Publications

Cloe Cavero de Carondelet
Reframing a Medieval Miracle in Early Modern Spain: The Origins of Our Lady del Sagrario of Toledo

Cloe Cavero’s new book chapter reconstructs the process of transformation of the image of Our Lady del Sagrario into the contact relic of the Virgin’s Descent by examining a series of artistic retoolings and spatial relocations within Toledo Cathedral. 

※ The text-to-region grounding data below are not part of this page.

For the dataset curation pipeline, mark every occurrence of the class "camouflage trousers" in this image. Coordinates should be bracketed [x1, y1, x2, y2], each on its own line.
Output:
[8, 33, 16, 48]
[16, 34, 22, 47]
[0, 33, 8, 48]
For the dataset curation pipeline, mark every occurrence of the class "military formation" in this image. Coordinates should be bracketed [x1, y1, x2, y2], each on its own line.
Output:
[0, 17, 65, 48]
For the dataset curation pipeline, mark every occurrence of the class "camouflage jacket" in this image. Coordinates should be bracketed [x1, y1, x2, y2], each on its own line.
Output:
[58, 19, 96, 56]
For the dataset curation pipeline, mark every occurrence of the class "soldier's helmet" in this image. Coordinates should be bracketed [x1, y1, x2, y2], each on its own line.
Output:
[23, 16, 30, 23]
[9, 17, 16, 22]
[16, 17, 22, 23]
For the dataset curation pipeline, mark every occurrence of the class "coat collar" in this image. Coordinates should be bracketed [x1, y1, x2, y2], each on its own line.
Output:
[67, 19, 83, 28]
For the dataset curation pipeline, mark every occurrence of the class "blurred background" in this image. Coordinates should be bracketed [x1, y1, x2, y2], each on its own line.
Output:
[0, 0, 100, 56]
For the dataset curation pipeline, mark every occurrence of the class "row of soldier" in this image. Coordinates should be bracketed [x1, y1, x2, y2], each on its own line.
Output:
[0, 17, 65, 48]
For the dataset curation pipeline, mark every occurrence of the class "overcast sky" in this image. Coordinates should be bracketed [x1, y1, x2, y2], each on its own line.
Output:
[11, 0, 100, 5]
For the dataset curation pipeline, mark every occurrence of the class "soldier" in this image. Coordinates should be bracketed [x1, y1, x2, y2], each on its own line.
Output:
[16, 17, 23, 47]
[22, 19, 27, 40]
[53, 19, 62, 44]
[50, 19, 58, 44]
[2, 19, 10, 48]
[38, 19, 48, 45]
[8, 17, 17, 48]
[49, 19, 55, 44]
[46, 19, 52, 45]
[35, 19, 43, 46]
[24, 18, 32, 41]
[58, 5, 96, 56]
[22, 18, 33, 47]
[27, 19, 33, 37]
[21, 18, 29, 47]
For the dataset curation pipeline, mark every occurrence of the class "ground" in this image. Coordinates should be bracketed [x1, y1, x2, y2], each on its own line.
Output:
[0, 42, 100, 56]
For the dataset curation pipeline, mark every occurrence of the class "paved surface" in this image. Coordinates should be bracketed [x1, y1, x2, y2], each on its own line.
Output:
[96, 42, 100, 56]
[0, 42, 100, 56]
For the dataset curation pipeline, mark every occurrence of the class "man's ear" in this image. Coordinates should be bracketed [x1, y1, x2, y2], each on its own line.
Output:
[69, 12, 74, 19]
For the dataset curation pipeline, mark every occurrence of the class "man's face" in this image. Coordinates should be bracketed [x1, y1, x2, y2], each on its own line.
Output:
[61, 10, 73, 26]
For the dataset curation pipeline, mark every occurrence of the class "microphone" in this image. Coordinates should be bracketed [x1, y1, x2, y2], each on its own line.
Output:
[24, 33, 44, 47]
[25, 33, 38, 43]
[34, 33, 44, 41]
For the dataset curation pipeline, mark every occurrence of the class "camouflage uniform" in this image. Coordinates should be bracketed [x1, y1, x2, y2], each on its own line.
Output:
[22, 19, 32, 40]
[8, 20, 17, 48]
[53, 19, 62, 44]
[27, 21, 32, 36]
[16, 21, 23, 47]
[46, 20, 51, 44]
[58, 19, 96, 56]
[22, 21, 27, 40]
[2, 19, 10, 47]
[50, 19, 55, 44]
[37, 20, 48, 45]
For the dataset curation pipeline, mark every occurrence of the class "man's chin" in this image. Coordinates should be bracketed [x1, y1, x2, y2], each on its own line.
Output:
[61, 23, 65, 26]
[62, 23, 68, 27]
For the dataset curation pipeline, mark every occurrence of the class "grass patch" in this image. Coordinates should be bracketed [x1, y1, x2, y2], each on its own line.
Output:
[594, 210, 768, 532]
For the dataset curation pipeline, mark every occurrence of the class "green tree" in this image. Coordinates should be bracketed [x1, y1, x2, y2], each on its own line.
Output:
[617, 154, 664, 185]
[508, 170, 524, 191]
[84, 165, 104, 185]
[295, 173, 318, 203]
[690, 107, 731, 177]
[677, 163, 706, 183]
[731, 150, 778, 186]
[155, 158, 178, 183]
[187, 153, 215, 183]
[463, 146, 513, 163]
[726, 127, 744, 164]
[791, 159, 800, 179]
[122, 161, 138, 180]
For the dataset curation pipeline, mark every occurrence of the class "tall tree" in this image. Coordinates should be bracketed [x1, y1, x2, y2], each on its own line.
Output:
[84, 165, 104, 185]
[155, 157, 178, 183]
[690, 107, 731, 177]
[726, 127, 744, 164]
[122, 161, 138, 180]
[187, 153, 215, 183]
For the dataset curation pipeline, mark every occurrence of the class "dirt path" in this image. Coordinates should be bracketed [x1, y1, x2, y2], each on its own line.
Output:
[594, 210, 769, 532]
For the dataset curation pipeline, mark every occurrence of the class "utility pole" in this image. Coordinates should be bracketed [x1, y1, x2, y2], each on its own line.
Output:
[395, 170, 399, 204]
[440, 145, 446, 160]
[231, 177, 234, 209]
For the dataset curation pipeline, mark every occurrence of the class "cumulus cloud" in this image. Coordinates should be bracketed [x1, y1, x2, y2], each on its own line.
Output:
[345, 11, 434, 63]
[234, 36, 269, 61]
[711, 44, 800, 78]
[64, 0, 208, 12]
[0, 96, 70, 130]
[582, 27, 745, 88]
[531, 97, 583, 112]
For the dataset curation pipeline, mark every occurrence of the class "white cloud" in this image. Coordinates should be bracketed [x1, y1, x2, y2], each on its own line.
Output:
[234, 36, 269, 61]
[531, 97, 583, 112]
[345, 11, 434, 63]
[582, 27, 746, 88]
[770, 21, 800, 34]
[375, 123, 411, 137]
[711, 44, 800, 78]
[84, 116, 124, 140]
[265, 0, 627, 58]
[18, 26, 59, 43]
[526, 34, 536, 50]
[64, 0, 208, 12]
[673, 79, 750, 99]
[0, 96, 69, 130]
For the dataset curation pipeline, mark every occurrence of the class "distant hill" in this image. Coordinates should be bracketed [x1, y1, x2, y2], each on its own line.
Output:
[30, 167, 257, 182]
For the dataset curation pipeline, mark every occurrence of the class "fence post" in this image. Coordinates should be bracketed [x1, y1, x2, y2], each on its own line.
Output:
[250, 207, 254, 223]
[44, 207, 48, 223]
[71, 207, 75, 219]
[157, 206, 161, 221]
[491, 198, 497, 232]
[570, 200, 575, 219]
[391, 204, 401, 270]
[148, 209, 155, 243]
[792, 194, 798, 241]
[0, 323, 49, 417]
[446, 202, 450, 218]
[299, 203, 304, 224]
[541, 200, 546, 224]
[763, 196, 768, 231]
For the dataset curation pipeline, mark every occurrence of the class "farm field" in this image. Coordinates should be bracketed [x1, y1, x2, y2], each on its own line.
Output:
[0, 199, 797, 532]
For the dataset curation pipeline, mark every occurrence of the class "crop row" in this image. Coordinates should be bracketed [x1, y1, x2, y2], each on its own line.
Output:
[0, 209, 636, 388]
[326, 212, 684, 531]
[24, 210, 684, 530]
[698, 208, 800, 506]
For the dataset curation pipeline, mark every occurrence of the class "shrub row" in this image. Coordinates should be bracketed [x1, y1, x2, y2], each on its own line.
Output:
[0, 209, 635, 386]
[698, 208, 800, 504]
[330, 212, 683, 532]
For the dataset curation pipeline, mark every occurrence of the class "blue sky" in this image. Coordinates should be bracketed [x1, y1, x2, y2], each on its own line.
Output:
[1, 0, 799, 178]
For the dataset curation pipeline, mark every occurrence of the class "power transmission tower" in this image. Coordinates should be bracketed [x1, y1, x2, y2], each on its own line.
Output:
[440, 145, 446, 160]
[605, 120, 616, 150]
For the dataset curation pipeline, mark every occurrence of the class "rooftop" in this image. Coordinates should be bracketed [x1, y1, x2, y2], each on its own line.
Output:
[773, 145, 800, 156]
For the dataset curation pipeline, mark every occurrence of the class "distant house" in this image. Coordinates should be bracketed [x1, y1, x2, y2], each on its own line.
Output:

The archbishops and cathedral canons of Toledo, who endorsed transforming the image’s status, accomplished a twofold goal: to supply the Spanish Cathedral with new relics of the Virgin’s Descent after centuries of relic scantiness, and to fulfill the increasingly compelling need for miraculous cult images in late sixteenth-century Spain. At least from the thirteenth to approximately the turn of the seventeenth century, Toledo Cathedral lacked a preeminent relic by means of which to venerate the Virgin’s Descent into the local space. This article explores how a series of cultic reconsiderations, relic inventions, artistic retoolings, and spatial relocations within Toledo Cathedral reconfigured the wooden image of Our Lady del Sagrario as a contact relic of the Virgin’s touch. Remarkably, Our Lady del Sagrario became the prevailing sacred image to orient the liturgical space and to testify to the historical narratives of the new Sagrario chapel.

 

Cloe Cavero de Carondelet, Reframing a Medieval Miracle in Early Modern Spain: The Origins of Our Lady del Sagrario of Toledo, in The Interaction of Art and Relics in Late Medieval and Early Modern Art, edited by Livia Stoenescu, Turnhout: Brepols, 2020, 29-49.

This book chapter is in close dialogue with the arguments discussed in Cloe Cavero’s article The Virgin Embracing the Virgin: Eugenio Cajés’ Short-Lived Iconography of Our Lady del Sagrario in Counter-Reformation Toledo, Bulletin of Spanish Studies 96:6, 2019, 921-950.